Tüzel Kişilik Perdesinin Aralanması ve Kefalet

Kefalet, kefilin asıl borçlunun borcunu ödememesi durumunda borçtan sorumlu olacağı taahhüdünü içeren bir sözleşmedir. Kefalet sözleşmeleri, 818 sayılı Borçlar Kanunu’nun 483 ile 503 maddeleri arasında ve 6098 sayılı Türk Borçlar Kanunu’nun 581 ile 603 maddeleri arasında düzenlenmiştir.

Kefalet sözleşmesinin geçerliliği için yazılı şekilde yapılması ve kefilin sorumlu olacağı miktarın belirtilmesi gerekmektedir. Kefil, borçlu aleyhine takibat icra edebilir ve borçlunun def’ilerini ileri sürebilir. Kefil, kefaletten doğan borcunu ödedikten sonra alacaklının haklarına halef olur ve asıl borçluya rücu edebilir.

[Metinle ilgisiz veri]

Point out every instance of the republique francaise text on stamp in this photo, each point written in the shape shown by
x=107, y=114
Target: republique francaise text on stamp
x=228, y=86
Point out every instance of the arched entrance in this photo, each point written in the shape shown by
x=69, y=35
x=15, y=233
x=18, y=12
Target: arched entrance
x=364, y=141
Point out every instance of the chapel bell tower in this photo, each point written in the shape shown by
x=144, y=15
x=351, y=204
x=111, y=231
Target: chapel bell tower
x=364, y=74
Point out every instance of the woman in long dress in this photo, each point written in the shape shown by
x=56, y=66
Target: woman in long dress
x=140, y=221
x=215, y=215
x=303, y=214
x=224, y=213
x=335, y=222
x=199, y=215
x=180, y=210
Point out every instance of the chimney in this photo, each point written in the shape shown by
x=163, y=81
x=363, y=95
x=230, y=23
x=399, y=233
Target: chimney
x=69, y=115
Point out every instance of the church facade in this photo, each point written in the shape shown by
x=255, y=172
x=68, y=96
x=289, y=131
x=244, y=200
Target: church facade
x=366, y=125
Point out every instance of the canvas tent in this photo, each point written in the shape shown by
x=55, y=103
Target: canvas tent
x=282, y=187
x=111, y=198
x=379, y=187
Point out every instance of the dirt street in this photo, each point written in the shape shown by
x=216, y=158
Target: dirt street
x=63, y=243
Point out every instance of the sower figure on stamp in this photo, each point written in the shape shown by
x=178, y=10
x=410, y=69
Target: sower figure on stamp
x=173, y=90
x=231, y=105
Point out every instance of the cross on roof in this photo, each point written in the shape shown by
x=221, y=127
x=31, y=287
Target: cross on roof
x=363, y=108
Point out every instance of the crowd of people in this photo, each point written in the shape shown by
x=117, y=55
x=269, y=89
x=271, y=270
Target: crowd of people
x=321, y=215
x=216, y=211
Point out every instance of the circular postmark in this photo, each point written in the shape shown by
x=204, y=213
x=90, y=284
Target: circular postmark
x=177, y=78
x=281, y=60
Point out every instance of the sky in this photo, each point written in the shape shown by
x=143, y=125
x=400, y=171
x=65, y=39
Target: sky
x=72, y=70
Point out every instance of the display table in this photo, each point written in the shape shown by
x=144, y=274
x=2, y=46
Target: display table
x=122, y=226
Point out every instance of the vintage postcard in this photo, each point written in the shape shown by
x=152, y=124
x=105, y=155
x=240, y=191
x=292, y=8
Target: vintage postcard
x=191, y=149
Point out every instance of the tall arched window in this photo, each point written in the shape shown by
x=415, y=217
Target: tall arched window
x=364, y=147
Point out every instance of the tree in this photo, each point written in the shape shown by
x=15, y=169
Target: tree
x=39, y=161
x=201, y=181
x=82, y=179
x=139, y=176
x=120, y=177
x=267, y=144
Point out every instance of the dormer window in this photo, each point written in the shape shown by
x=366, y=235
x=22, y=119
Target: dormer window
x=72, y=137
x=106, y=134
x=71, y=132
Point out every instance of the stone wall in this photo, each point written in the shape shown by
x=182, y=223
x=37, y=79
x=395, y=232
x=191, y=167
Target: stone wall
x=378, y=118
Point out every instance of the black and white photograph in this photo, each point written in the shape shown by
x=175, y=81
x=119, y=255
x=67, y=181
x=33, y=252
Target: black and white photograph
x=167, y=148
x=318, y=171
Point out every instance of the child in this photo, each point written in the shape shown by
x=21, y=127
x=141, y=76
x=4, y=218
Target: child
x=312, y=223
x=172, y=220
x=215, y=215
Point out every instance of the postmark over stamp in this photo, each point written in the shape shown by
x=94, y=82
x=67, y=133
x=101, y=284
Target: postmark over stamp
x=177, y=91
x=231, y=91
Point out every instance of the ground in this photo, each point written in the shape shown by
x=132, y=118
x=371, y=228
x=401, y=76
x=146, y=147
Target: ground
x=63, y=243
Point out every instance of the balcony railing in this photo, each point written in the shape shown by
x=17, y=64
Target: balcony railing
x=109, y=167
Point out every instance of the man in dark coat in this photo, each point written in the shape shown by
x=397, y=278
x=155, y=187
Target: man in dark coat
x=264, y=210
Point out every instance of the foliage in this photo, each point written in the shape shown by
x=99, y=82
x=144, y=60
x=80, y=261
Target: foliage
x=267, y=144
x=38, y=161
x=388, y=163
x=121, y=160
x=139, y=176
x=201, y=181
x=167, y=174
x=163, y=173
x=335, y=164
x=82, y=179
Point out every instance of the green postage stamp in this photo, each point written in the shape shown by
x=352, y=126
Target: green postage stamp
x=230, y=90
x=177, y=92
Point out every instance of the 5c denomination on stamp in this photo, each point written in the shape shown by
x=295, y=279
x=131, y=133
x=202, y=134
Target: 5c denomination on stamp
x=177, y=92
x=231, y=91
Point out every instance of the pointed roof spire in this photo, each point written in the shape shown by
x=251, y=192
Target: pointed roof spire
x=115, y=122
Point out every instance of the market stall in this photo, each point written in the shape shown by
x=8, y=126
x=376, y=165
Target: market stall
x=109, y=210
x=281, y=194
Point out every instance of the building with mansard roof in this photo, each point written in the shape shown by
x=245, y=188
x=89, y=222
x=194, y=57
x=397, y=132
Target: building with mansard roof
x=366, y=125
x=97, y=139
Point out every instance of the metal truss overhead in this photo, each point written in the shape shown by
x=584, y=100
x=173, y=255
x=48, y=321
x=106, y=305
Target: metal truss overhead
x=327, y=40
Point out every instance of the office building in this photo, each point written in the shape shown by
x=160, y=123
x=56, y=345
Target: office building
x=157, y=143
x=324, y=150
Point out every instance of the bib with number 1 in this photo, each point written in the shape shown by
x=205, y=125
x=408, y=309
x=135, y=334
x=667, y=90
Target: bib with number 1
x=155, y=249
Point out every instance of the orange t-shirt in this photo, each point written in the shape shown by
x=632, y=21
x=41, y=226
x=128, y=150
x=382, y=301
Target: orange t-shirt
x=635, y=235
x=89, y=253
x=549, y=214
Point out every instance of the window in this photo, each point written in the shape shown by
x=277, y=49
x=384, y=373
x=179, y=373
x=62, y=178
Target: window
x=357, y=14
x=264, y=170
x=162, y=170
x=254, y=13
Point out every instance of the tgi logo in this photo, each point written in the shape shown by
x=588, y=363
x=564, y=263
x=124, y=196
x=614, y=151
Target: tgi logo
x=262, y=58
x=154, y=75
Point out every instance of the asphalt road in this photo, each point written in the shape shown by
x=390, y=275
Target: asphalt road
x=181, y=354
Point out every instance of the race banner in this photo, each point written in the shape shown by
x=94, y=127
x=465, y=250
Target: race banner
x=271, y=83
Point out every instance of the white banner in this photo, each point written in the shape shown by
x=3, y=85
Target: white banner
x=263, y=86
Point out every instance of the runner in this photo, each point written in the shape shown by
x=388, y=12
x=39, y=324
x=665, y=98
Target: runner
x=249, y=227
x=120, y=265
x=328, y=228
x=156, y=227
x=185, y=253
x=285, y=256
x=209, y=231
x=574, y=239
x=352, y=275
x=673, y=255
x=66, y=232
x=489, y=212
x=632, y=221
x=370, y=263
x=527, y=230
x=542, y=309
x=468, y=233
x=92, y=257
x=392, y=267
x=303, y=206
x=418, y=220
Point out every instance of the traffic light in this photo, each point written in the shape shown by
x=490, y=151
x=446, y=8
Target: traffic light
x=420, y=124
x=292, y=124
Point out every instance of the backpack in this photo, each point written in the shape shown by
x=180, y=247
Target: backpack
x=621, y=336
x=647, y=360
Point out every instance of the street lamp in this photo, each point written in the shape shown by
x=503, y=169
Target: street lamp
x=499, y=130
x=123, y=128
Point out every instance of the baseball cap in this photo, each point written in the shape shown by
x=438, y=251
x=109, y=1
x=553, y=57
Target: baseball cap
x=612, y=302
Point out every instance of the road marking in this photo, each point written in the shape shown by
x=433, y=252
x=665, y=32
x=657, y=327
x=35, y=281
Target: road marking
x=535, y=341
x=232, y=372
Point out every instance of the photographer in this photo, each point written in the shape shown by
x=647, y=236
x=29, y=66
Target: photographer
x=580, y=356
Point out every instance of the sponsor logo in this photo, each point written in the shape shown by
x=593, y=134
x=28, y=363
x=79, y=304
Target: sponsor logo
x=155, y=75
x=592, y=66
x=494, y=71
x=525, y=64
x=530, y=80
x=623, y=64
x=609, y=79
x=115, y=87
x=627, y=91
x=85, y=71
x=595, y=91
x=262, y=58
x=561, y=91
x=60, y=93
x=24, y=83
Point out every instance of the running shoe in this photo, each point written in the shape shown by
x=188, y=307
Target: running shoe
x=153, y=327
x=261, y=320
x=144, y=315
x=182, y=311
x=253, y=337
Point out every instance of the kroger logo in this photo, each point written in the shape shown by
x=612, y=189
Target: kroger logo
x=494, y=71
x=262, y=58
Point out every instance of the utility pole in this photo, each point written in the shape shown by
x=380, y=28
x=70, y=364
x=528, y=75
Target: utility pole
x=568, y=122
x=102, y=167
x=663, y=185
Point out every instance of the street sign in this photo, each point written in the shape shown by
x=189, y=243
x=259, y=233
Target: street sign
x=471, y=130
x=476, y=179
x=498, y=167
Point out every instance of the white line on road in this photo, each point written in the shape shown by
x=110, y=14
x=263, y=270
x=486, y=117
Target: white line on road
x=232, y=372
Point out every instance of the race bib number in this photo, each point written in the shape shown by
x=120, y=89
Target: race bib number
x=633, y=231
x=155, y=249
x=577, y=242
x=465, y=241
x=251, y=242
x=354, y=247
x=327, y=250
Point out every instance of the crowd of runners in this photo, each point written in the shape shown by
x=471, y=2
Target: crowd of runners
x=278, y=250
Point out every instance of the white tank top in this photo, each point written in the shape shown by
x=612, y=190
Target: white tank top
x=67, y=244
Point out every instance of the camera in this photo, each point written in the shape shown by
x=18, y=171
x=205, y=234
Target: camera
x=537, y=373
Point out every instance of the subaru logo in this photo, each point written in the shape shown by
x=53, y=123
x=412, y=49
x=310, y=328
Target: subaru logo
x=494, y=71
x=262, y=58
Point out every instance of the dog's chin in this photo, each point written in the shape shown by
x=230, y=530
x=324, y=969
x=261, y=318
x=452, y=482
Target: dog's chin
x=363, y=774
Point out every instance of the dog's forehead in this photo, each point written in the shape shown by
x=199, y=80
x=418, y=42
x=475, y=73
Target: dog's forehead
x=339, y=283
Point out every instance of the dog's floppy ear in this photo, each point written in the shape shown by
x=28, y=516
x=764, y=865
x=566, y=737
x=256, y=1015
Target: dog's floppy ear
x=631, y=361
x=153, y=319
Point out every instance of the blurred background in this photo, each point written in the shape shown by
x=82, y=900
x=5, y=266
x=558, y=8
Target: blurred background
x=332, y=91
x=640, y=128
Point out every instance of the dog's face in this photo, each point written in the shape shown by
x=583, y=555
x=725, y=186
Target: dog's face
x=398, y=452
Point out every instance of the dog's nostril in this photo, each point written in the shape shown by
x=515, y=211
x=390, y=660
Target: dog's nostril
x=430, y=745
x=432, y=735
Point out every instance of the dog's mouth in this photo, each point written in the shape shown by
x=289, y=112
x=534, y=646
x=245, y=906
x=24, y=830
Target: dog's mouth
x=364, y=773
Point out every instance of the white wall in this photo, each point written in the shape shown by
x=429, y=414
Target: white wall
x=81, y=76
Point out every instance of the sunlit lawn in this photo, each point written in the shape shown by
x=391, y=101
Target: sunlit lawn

Kefilin alacaklıya yaptığı ödeme, asıl borcu sona erdirmemekte ve kefil, alacaklının haklarına halef olarak borçluyu takip etme imkânı kazanmaktadır. Bu sayede kanun koyucu, kefilin asıl borç ilişkisinde sahip olduğu haklara halef olmasını ve asıl borçluya rücu edebilmesini mümkün kılmıştır.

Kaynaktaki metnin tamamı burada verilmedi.